Dutch firm MVRDV and China’s Huayi Design have won a competition to design the Shenzhen Pingshan Sports Park. This complex will be the home of China’s national badminton team, and will contain training and fitness centres and a public sports park.
The main building will include an arena and warm-up and training courts, arranged around a T-shaped public space, with a plaza at the centre, known as the “Sweet Spot” – a reference to the bit of a racket that produces the best strike. These elements will be covered by a 240m-long roof in the shape of a racket head, gridded with photovoltaic panels.
Below the public level will be laboratories for sport research. However, the most eye-catching element will be a 23-storey tower designed to look like a shuttlecock, located south of the main building.
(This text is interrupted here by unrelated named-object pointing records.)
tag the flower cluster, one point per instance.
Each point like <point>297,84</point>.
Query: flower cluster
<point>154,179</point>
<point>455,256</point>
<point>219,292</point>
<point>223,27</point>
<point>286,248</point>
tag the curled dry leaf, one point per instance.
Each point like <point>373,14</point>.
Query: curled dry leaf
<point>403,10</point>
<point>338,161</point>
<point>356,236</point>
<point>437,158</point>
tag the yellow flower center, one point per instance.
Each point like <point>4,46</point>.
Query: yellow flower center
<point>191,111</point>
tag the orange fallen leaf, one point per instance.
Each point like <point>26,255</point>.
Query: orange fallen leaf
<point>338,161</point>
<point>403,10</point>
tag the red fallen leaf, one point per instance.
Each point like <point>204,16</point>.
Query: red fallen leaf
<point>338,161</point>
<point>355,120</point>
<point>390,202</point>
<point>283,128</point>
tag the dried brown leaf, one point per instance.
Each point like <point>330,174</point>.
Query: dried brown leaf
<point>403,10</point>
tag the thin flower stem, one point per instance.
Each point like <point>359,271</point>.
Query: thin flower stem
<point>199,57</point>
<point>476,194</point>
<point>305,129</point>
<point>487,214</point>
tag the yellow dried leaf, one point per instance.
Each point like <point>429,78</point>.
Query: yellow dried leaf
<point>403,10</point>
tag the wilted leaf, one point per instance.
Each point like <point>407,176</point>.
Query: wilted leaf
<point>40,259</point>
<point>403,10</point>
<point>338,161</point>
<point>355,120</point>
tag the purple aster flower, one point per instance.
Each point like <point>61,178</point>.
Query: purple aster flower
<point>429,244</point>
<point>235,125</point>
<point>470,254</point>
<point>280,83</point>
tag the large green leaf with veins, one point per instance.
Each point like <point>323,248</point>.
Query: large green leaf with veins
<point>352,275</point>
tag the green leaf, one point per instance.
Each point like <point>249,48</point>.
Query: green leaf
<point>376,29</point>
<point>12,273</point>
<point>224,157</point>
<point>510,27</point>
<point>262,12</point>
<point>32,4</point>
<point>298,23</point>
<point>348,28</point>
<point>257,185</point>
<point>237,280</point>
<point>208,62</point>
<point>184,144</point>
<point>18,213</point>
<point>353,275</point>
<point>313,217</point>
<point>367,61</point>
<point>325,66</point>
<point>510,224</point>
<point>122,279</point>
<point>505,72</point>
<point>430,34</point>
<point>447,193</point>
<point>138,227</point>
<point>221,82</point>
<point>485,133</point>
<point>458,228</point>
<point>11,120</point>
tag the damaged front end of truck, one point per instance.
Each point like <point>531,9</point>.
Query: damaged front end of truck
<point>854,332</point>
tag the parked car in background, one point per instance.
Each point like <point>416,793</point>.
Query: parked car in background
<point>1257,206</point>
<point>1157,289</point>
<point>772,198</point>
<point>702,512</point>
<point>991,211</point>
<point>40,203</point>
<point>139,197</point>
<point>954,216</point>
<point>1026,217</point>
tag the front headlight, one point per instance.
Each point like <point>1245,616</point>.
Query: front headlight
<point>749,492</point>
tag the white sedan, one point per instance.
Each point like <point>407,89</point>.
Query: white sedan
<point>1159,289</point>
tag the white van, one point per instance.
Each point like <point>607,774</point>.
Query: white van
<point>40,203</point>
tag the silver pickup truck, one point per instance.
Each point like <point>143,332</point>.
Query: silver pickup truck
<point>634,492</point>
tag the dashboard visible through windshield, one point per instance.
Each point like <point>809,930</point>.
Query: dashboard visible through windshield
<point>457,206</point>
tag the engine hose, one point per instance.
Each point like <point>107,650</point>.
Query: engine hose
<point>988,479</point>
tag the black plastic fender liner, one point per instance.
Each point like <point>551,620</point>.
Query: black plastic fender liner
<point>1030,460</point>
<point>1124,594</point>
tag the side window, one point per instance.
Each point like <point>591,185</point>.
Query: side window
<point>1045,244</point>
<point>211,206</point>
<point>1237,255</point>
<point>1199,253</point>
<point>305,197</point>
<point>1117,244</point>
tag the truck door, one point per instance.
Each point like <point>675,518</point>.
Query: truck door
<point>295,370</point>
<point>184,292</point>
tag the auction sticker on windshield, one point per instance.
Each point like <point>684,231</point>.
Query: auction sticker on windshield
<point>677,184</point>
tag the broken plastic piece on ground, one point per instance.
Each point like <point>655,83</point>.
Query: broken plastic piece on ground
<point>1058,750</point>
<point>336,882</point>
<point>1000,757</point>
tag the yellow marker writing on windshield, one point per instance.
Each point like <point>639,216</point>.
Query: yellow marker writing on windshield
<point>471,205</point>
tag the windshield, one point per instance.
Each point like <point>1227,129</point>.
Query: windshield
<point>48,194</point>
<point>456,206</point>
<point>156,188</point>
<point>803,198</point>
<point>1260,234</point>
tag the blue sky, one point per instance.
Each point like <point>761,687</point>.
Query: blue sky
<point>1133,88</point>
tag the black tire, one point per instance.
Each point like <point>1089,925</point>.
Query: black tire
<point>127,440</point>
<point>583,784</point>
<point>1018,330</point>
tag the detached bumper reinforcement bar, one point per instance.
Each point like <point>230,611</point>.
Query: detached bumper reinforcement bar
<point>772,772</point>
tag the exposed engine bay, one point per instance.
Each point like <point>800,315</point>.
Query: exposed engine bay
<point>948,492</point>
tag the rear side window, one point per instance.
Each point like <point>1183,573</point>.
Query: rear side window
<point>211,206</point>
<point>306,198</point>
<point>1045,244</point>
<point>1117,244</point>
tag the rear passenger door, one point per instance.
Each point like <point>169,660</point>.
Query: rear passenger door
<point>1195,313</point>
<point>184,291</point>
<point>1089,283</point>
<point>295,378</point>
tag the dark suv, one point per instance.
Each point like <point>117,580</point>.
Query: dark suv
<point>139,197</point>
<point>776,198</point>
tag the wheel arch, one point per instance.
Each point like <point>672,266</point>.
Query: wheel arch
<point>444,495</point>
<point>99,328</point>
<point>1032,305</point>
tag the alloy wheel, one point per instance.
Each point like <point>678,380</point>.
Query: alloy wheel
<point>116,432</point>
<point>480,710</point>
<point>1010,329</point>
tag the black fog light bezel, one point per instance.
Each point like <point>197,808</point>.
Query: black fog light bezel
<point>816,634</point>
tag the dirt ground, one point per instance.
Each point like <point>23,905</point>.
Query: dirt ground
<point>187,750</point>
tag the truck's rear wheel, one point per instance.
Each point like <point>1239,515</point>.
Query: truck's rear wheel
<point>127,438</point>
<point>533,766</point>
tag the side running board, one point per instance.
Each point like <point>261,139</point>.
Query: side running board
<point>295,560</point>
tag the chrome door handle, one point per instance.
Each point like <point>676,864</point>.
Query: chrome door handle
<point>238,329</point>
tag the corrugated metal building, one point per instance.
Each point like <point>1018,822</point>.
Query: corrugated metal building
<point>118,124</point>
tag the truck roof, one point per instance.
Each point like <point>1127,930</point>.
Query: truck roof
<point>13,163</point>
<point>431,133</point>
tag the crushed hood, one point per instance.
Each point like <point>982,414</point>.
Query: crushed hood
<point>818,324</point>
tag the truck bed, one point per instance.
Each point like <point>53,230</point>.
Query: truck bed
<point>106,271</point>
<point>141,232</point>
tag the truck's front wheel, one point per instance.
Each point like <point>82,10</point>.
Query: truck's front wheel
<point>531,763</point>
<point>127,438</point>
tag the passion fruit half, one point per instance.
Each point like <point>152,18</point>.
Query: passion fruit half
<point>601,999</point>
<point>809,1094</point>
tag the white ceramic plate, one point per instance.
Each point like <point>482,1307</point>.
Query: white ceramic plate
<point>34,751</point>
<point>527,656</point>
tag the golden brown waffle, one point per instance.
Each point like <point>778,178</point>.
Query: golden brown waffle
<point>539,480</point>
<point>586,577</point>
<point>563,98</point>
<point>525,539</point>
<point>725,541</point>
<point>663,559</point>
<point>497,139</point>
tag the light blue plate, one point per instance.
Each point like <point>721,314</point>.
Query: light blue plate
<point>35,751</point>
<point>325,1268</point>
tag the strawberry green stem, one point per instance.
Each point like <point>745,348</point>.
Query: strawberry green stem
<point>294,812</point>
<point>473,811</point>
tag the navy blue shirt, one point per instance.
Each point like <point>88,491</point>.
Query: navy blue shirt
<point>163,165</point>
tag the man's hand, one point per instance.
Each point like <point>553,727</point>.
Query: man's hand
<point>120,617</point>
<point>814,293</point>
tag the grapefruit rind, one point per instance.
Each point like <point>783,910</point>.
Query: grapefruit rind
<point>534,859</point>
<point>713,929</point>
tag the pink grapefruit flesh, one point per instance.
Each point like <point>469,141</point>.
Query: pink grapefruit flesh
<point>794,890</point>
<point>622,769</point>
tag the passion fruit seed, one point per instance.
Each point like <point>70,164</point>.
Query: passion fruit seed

It will be taken up by hotel rooms on the lower levels with short-stay apartments for athletes above.
Two commercial buildings, also shaped like rackets, will be built in the site’s southeast.
Public courts for badminton, basketball and football, a swimming pool and gyms are located in another racket-shaped building on the west of the site.
The sports park will have a 100m running track, a children’s playground, mini basketball courts, skate board area and table tennis tables. It will meet a green corridor running underneath a motorway that cuts through Pingshan at the northwest edge of the site.
Jacob van Rijs, MVRDV’s founding partner, said: “Given the programme of the complex, it was clear that the Pingshan Sports Park should be a real celebration of all sports, but more than anything else, it should be a celebration of badminton.
“With the design of the Sweet Spot, we tackled that requirement head-on, with a fun and easily readable concept that anyone can appreciate.
“At the same time, we took great care to resolve this complex project in a way that is efficient, sustainable, and social. We’re thrilled we were able to take the winning shot in this competition!”